I have done my share of straight-on shooting. Most of the time I was just being lazy or bereft of vision. Or, maybe I was just having a good time walking down the streets of India, Vietnam, New York or anywhere with my camera. An interesting person, or a pretty door, or a splash of color does not insure a great photograph of these subjects. So, I better have an inarguable reason when I choose one of these images as a select!
Fortunately, when I get to a situation that beckons to me as a photographer I can often pull myself together, back away from the straight-on shot, and elevate my creativity.
Here’s an example of an extremely interesting person that first I photographed as a straight on head shot. It is okay, not terrible, but certainly not exciting.

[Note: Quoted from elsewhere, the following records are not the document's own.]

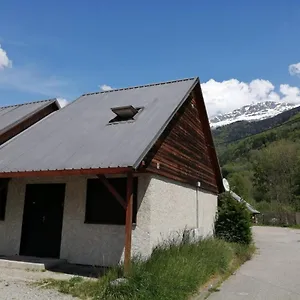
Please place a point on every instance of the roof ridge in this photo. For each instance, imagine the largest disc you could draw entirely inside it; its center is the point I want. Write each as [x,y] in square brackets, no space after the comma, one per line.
[141,86]
[32,102]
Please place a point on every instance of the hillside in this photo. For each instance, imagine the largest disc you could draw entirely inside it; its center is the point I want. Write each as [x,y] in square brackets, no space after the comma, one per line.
[261,160]
[242,129]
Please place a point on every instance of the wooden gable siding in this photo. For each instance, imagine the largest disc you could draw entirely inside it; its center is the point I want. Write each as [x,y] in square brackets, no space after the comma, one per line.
[182,153]
[21,126]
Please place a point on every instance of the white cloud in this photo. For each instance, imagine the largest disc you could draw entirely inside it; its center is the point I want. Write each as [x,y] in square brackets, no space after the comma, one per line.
[5,62]
[105,87]
[29,79]
[294,69]
[291,94]
[62,102]
[225,96]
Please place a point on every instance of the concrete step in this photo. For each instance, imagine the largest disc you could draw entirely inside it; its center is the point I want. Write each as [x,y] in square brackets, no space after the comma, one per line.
[29,263]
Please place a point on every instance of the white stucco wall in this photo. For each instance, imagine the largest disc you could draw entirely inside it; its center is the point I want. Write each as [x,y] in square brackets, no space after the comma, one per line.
[176,207]
[164,207]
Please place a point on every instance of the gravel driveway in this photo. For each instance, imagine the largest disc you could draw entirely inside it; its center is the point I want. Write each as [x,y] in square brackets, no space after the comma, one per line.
[17,285]
[272,274]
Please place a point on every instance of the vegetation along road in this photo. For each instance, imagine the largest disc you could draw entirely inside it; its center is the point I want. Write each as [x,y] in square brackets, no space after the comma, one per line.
[274,271]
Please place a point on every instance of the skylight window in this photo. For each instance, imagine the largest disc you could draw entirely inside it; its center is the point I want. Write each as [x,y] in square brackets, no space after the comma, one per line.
[124,113]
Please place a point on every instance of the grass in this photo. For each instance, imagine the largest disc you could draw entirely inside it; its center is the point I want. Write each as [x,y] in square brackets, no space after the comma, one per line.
[172,272]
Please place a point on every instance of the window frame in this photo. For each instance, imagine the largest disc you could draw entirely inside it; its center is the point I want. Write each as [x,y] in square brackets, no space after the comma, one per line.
[90,219]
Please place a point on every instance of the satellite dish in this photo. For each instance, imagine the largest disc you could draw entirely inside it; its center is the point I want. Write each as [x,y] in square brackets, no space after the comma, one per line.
[226,185]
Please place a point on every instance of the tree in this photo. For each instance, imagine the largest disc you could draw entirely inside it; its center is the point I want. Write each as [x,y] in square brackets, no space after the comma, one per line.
[276,169]
[233,221]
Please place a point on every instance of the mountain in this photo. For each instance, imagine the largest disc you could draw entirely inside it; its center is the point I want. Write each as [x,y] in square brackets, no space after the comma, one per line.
[251,112]
[227,134]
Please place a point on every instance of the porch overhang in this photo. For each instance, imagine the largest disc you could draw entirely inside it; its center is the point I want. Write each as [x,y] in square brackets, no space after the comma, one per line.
[66,172]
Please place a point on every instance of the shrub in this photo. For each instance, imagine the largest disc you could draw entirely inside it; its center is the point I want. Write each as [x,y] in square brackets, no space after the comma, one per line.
[233,221]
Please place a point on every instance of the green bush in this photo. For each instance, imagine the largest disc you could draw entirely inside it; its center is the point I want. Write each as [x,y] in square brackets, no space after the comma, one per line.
[233,221]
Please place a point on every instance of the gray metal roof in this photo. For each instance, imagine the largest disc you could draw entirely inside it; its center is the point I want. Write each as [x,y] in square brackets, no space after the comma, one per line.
[14,114]
[79,136]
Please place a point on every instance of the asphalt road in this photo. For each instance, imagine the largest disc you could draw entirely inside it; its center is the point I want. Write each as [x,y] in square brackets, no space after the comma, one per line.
[272,274]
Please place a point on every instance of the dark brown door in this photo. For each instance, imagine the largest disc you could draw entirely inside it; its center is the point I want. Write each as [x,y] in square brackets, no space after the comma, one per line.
[42,220]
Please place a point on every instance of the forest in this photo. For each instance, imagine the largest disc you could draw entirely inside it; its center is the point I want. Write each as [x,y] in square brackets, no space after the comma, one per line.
[263,167]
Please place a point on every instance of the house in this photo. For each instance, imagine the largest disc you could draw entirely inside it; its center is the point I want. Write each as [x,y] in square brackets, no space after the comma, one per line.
[111,175]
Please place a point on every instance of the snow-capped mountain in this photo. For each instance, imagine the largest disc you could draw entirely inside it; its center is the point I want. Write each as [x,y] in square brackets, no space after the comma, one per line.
[251,112]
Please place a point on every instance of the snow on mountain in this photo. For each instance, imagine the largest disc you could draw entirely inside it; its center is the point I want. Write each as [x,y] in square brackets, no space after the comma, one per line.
[251,112]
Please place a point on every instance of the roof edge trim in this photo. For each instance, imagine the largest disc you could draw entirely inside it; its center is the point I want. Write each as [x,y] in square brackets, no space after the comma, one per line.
[140,86]
[66,172]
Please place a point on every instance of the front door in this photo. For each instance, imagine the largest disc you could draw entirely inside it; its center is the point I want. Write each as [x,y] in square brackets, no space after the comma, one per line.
[42,220]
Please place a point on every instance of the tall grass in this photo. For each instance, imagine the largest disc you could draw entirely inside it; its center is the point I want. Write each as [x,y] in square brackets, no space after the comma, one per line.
[173,271]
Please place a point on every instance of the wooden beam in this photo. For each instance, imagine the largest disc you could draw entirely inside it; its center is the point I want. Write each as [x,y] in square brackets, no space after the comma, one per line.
[198,96]
[112,190]
[67,172]
[128,225]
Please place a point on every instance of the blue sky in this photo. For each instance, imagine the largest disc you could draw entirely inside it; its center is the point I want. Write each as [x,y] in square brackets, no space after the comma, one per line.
[66,48]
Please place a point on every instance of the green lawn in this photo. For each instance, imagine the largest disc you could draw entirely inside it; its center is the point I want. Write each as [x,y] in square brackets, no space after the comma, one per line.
[172,272]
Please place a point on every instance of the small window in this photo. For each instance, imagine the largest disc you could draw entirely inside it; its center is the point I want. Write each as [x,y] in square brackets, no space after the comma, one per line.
[3,197]
[124,113]
[102,207]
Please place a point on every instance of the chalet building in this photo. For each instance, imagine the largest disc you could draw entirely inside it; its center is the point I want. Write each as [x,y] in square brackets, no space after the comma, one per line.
[110,175]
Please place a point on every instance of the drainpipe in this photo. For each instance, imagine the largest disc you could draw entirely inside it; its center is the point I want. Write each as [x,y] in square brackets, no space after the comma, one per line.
[197,203]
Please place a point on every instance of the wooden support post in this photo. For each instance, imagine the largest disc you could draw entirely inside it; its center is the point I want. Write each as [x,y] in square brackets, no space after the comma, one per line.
[128,225]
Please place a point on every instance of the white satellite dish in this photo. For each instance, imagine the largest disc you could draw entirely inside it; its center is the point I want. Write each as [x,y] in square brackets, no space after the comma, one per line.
[226,185]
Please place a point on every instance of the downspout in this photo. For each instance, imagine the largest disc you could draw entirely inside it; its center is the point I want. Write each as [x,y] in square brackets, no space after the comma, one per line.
[197,203]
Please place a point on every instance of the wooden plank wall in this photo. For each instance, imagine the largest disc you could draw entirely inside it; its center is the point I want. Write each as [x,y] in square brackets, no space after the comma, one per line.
[182,152]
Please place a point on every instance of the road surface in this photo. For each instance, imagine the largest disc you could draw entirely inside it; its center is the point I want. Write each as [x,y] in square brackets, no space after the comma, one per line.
[272,274]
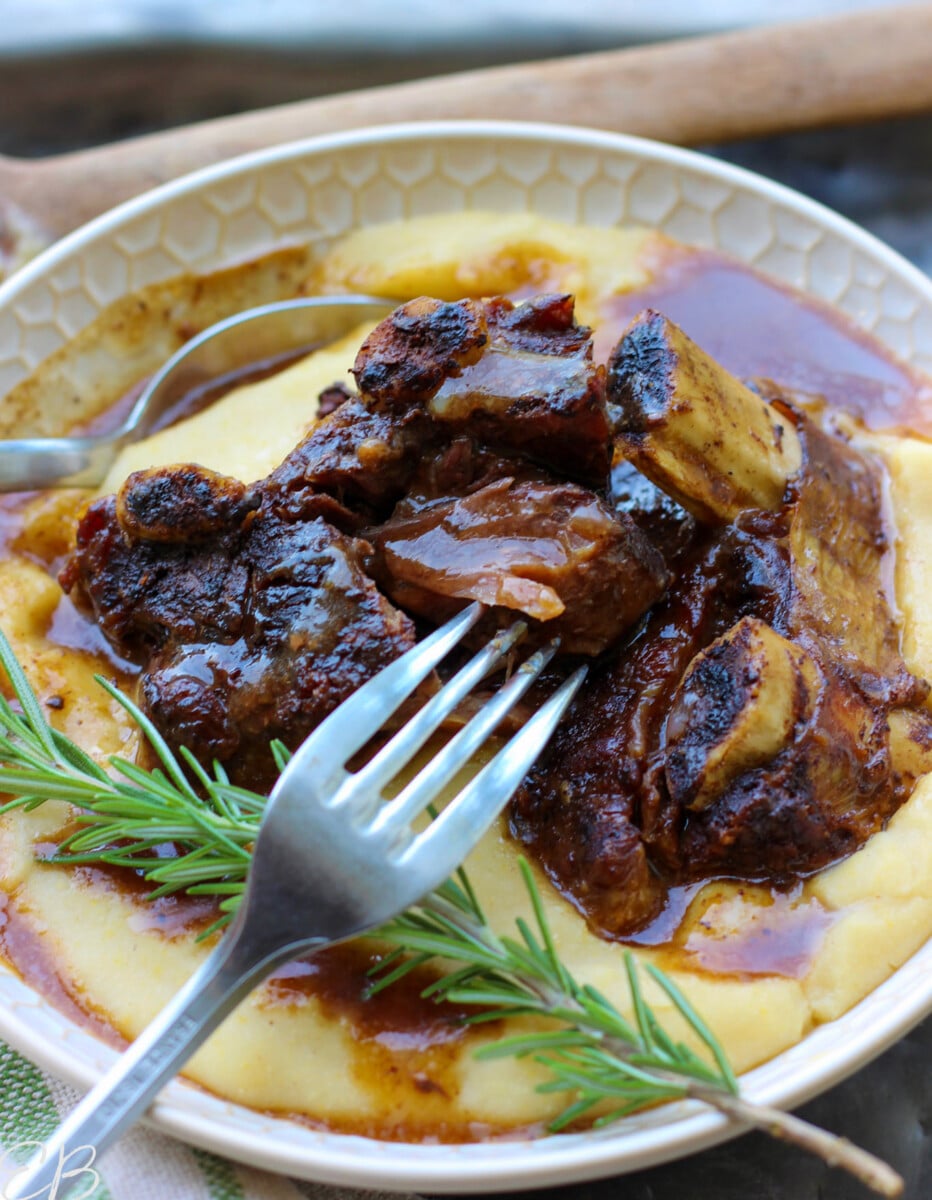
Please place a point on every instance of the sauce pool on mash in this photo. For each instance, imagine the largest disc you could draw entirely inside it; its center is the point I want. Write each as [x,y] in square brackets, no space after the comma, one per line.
[727,509]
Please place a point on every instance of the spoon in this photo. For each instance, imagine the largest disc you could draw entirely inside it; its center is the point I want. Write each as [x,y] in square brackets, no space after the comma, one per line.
[230,345]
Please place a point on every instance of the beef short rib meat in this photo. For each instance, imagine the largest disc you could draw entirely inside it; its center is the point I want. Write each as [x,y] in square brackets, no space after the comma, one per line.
[552,551]
[516,377]
[717,553]
[745,729]
[252,634]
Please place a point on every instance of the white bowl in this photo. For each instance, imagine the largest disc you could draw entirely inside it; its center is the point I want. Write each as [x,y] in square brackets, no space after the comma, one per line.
[317,191]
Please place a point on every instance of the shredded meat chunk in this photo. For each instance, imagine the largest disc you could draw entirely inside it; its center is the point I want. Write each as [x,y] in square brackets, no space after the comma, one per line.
[253,634]
[552,551]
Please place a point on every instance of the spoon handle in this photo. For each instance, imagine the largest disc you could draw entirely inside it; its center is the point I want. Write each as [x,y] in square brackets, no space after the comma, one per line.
[30,463]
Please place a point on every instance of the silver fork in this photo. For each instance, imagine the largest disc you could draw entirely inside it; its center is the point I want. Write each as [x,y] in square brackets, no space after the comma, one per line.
[331,861]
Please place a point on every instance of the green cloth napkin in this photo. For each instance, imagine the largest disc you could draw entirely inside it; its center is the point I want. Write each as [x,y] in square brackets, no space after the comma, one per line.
[144,1165]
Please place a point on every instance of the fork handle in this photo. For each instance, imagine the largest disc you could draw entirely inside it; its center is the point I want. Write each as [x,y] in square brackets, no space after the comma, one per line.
[126,1091]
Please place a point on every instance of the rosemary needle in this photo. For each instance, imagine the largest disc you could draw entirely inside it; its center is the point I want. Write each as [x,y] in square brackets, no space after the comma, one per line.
[603,1065]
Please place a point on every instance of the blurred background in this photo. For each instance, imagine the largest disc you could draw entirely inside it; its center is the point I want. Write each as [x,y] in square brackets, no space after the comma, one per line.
[76,75]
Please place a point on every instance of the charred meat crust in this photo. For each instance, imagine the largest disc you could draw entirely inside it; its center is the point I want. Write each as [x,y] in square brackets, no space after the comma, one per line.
[256,610]
[254,635]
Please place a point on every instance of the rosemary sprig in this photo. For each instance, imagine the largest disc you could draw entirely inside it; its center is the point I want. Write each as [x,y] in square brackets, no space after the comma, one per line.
[591,1053]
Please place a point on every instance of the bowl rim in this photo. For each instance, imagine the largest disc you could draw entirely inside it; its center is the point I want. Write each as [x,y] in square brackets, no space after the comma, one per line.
[885,1014]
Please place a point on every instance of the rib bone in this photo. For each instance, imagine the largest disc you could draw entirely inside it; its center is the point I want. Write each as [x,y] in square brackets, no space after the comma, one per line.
[735,709]
[693,429]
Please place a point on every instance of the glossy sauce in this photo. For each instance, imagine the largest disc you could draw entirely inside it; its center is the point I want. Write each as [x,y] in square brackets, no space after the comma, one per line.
[757,329]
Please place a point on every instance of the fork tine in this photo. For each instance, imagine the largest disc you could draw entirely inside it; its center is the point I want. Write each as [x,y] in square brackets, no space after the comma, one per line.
[409,739]
[360,718]
[442,847]
[440,769]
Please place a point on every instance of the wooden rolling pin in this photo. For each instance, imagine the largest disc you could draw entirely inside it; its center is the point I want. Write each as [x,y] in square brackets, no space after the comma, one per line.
[854,67]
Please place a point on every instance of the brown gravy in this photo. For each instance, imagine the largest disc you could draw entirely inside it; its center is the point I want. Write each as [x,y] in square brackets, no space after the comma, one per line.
[757,329]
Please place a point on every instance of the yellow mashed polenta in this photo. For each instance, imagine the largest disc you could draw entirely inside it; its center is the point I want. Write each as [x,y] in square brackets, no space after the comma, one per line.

I rethought the situation and MOVED and looked for more texture, depth and expression. It is still straight-on but now there is a reason.
© nevada wier Myanmar, Chin State
It meant changing my perspective (the physical distance and angle from myself to the subject). Moving is one of the best ways to become a better photographer (especially if you are using a mid-range lens).
Last year I was in Mongolia photographing the Kazakh eagle hunters. I often take this kind of image so that the person gets used to having me photograph them, or so I can send back a print I think they might like. But then, at the end of the edit they usually end up in the trash.
In this composition there is a clump of horses in the background, the horizon is in the middle of the frame, and there is empty space that has no purpose. It is just another boring shot of an interesting person.
Since everything has to matter in a frame, I moved right under the eagle, and laid down on the ground, in order to shoot up at the sky. It almost looks like the eagle wants to swoop down and eat me (maybe it did!).
© nevada wier Mongolia. Far west.
I am always looking for an interesting angle. Not long ago I was in Southern India. It is so easy to photograph in India that I feel I have to work extra hard to create a compelling image! I had a wonderful encounter with some pilgrims at the lovely Meenakshi Sundareswarar Thirukoil Temple.
© nevada wier India. Madurai.
I knelt down with my wide angle lens, exposed for the sky (I often work on manual mode), and added a touch of flash. (I will discuss my use of wide angles and fill flash in future posts). I think you can now image that a straight-on shot would be rather mundane in comparison.
So take your straight-on “insurance” shot — then think, feel, and move!